In this session, Suman Bala will be joined by three guests, Niranjani Manoharan, Monica Arzani & Laveena Ramchandani where they will share their different experiences on how they report their Exploratory Testing.

They discuss  and answer the following questions:

  1. Have you changed the way you report your exploratory testing over the years?
  2. What would be the best time and place to report your exploratory testing?
  3. What's the biggest challenge you've encountered while reporting on your testing?
  4. What feedback did Developers, POs, Manager, Product Management give about which part was useful for them and how was it used when your present your test report?
  5. How do you record progress with Exploratory Testing? With scripted testing, we can give tests passed/failed, but this doesn't seem so easy with Exploratory.
  6. Are there any tools that you fund useful to report your findings with Exploratory Testing?
  7. What are your tips for effective reporting when Exploratory Testing?
  8. How do you measure test coverage with Exploratory Testing?
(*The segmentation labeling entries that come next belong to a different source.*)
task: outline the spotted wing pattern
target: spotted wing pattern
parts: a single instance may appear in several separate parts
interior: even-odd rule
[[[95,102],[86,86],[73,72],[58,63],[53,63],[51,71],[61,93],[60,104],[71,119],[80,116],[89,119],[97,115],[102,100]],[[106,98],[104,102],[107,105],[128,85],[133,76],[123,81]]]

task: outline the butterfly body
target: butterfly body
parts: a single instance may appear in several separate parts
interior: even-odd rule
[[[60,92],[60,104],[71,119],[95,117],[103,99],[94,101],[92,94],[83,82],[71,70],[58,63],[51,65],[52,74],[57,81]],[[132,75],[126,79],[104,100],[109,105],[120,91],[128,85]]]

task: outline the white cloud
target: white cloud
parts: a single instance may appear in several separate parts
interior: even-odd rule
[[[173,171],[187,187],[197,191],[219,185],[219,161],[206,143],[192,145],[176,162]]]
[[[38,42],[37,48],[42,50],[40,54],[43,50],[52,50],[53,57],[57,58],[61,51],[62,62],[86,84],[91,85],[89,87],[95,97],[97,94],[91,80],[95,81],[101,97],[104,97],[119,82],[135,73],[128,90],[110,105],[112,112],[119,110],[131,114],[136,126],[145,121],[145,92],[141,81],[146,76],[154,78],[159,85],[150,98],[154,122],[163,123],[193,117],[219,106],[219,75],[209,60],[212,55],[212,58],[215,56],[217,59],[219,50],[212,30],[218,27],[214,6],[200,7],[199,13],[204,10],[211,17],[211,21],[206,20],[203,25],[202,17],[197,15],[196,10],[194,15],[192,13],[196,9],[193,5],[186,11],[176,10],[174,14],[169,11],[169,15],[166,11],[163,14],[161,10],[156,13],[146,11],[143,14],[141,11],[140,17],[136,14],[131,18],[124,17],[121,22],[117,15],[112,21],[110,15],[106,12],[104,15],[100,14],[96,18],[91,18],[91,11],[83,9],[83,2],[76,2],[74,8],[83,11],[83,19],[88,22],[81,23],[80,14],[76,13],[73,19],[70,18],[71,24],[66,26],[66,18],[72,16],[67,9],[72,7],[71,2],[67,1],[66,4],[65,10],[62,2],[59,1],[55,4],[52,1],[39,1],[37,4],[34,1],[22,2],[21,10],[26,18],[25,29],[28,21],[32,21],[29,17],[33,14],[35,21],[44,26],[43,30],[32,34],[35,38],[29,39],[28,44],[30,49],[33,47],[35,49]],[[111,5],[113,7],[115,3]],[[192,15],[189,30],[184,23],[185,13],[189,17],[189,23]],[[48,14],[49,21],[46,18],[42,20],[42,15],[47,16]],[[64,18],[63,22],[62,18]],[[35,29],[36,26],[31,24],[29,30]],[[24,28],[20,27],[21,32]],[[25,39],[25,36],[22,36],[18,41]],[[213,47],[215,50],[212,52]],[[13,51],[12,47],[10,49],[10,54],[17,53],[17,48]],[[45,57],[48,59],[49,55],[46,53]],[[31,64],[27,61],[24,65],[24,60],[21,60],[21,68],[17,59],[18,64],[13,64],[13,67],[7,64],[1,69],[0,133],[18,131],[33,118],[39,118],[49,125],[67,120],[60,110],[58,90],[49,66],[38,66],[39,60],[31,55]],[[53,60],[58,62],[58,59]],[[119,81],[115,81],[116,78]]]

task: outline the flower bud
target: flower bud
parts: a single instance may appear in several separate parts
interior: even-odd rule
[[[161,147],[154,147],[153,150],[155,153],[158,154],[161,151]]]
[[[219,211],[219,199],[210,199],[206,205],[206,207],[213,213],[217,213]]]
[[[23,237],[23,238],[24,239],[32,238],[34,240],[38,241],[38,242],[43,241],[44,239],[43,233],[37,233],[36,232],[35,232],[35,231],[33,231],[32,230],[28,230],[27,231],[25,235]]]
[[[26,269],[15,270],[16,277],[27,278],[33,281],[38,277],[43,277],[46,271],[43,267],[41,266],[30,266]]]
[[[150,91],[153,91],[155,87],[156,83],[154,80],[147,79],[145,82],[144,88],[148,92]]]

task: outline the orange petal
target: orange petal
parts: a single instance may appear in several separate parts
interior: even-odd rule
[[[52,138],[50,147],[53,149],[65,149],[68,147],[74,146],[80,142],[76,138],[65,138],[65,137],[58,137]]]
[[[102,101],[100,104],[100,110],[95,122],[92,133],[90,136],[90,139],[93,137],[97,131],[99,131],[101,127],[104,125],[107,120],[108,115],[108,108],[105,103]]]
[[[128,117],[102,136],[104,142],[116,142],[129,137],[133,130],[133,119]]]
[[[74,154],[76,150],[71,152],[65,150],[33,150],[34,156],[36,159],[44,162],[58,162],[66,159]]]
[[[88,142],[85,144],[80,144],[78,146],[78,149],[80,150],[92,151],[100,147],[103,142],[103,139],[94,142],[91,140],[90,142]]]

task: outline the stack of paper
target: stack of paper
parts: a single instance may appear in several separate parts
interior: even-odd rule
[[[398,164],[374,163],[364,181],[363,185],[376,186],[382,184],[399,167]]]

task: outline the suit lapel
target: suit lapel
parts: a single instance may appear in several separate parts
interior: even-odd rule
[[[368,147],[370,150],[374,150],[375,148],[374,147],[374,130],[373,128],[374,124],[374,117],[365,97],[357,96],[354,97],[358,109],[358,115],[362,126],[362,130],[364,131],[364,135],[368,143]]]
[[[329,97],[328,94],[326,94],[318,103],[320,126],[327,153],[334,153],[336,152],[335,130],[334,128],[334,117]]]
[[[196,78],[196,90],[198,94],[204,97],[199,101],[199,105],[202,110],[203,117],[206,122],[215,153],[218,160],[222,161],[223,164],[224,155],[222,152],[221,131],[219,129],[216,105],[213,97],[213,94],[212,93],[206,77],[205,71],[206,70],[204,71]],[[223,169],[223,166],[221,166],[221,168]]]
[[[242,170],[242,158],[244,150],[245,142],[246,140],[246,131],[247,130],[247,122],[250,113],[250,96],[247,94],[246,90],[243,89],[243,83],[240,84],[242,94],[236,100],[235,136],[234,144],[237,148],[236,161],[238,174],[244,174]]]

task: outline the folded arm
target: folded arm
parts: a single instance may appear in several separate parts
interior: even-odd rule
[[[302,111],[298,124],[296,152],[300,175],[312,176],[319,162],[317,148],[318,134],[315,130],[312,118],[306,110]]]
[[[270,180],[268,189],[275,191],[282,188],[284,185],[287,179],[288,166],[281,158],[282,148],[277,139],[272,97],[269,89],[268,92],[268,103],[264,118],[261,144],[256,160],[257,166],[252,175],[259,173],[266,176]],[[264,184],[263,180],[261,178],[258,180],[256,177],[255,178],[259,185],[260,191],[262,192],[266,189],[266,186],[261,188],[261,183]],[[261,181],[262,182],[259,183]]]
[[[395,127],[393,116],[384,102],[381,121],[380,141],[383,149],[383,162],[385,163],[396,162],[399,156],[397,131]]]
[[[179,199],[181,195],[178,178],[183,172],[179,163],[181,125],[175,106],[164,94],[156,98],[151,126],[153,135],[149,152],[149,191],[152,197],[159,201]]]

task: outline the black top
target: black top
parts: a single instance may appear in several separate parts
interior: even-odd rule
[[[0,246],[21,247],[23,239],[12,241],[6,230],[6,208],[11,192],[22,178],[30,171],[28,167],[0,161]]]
Can traceability matrices still be used?
  9. Do you include things you didn't test in your reporting, and what do you do with that list?
  10. If you come across issues that you struggle to replicate consistently or things that aren't clear, how long do you spend investigating those before moving on?
  11. As a new tester who has never been asked to report on Exploratory Testing in a small company, what is the best way to start?
  12. Have you done exploratory testing sessions with developers or not 'testers'? Tips on how to help them do good note-taking/debriefing.

What our panelists have to say about themselves:

Niranjani Manoharan

With my increasing curiosity to learn, I wanted to use my exploratory testing skills to understand data analysis. Data analysis is defined as a process of cleaning, transforming and modelling data to discover meaningful information for business decision making. For the purpose of this study, I used the COVID-19 vaccination progress dataset.

To do data analysis, domain knowledge would be super helpful - for example, if you are not a wine connoisseur, then how would you know about the good or bad categories of wine? But in this case, I was using it as it was relevant to the pandemic situation we all are in!

While cleaning data, it is critical to know when to drop columns and rows. Determining missing values and replacing them with mean imputation is a common practice.

Laveena Ramchandani

Exploratory testing is quite an interesting area for me. It is a type of testing where we are not confirming the happy paths but also unveiling any unknowns, risks or even assumptions. The assumptions come into our minds when we do not know 100% how a piece of functionality works, which might lead to assumptions. By assuming we have added a major risk to the product! So, by exploring the product we can confirm what the product should and should not do, which in turn helps make better team decisions or even enhance existing testing patterns and advocate for repair.

Monica Arzani

I have been in testing for 5 years and a half. I started just after graduating and system testing has been my first job. I work in a traditional industry: we make anchors, drills and tools for construction companies. Testing in my business unit is very influenced by hardware testing protocols. We believed we could model every user and system behavior, by writing tons of specifications and testing according to them. As a newbie, I trusted the system and process in place, until I started realizing that we built ourselves a golden cage ad we would just repeat and optimize over and over what was already known.